RNAPII transcription is tightly linked to RNA degradation by the nuclear exosome complex, which acts as a surveillance mechanism to eliminate defective or superfluous transcripts10. The detection of many RNA species that are produced in wild type yet rapidly degraded (“cryptic RNA”) is facilitated by analyses in nuclear exosome mutants. Arabidopsis mutants lacking the RNA helicase HUA ENHANCER 2 (HEN2) display defective exosome activity11. We performed TIF-seq in the hen2-2 mutant to map cryptic TUs in Arabidopsis (Fig. S5). An increased proportion of intergenic and antisense TUs were observed by TIF-seq in hen2-2 (Fig. S5), exceeding previous microarray analyses11. Interestingly, we discovered a high proportion of prematurely terminated transcripts enriched near promoter regions (Fig. 2a). Size distribution plots show that short TUs accumulate in hen2-2 (Fig. 2b).
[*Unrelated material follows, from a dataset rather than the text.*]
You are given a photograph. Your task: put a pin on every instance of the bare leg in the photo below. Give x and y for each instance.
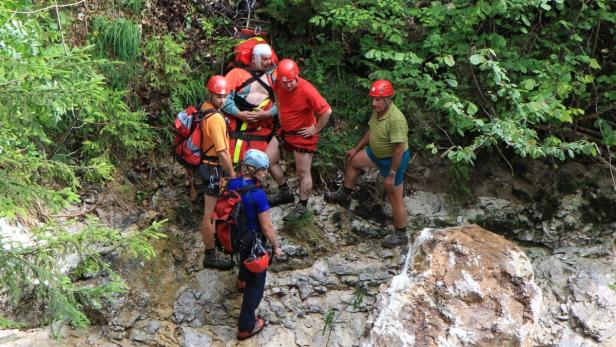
(273, 152)
(303, 164)
(351, 171)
These short TUs (<200 nts) mostly terminate close to their respective promoter TSSs (Fig. 2c). We defined this novel transcript class as short promoter-proximal RNAs (sppRNAs), with a median length of ∼ 93 nts (Fig. S5e). In total, we detected sppRNAs at ∼ 14% of expressed genes (Table S1). Interestingly, genes with sppRNAs show elevated gene body RNAPII transcription (Fig. S6), indicating sppRNAs are detected at genes with generally higher RNAPII transcriptional activity. Collectively, TIF-seq revealed sppRNAs as a prevalent feature of plant gene expression.
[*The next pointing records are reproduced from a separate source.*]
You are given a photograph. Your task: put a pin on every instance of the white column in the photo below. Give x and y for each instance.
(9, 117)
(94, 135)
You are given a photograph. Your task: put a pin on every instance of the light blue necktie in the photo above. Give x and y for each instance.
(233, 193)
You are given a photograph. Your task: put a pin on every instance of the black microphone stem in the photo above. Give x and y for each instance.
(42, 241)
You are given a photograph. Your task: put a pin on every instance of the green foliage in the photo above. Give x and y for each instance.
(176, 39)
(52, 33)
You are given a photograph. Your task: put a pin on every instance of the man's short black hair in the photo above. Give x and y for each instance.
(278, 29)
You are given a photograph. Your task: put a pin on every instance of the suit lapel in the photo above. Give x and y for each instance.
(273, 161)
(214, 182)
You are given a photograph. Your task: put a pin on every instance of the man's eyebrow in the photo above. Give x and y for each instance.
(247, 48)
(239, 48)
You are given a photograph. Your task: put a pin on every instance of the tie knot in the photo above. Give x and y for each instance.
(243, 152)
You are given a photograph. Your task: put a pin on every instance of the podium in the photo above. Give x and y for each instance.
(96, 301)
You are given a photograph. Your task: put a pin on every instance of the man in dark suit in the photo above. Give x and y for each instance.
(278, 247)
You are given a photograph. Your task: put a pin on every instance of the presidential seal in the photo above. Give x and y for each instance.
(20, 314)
We validated sppRNAs by alternative methods at six genes with varying steady-state mRNA levels (Fig. 2d; Fig. S7). TIF-seq predicts prominent hen2-2-specific sppRNAs at the MAP KINASE 20 (MPK20) locus (Fig. 2d). Consistent with alternative sppRNA PASs, we detected a broad size distribution for MPK20 sppRNAs in hen2-2 by northern blotting (Fig. 2e). Further validation was achieved by more sensitive RT-qPCR, which identified low MPK20 sppRNA levels in wild type that significantly accumulated in hen2-2 (Fig. 2f). While sppRNAs at additional genes also generally increased in hen2-2, low sppRNA levels were detected above background in wild type (Fig. S8). Interestingly, sppRNA accumulation in hen2-2 or a point mutation in the conserved Ribosomal RNA Processing 4 (RRP4) subunit of the nuclear exosome12 did not significantly alter mRNA levels for tested genes (Fig. S8-10), suggesting sppRNA stabilization does not significantly impact cognate mRNA levels. Together, these results show that premature termination near Arabidopsis promoters generates relatively short-lived capped and polyadenylated transcripts that are targeted by the nuclear exosome RNA degradation machinery.
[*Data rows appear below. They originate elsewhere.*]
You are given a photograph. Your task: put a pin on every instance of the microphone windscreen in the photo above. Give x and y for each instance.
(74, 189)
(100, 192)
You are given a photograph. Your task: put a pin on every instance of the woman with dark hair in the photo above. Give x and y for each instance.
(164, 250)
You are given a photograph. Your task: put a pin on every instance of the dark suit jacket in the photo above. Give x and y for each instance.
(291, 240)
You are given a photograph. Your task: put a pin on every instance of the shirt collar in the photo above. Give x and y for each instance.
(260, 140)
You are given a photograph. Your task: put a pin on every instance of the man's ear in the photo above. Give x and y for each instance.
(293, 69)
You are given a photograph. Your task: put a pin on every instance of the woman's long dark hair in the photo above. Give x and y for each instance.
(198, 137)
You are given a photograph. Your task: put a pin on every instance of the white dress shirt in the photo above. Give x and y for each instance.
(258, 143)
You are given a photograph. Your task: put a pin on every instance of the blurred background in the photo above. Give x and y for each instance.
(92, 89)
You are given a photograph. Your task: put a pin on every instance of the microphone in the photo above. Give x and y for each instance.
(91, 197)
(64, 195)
Transcription events initiating at the same TSS can form either full-length mRNAs or sppRNAs, which could represent a mechanism to adjust gene expression by selective transcriptional termination3. Temperature can affect the efficiency of transcriptional termination13. Moreover, GO-term analyses reveal that a significant number of genes with sppRNAs are cold-regulated (Table S2). To test the possible connection of temperature change and gene regulation by sppRNA formation, we performed TIF-seq in wild type and hen2-2 seedlings following 3 hours of cold treatment (Fig. S11-12), which is sufficient to trigger coding and lncRNA transcriptional responses that promote cold acclimation14. We compared wild type TSS-seq data that detects the mRNA of sppRNA genes in both conditions to identify regulation of mRNA formation at the expense of sppRNAs following cold (Fig. S13a). mRNA increases at the expense of sppRNAs for 38 sppRNA genes following cold treatment (Fig. S13b), suggesting selective termination may contribute to transcriptome adaptations to cold. However, most genes with sppRNA show no evidence for gene regulation by selective termination and an equivalent fraction of mRNA without sppRNAs are cold-induced (Fig. S13b). Interestingly, we detect sppRNAs at many cold-induced genes following cold treatment (Fig. S13c-d), consistent with sppRNA formation linked to greater RNAPII activity (Fig. S6). Thus, promoter-proximal termination is associated with plant gene expression across temperatures and may contribute to temperature-dependent gene regulation.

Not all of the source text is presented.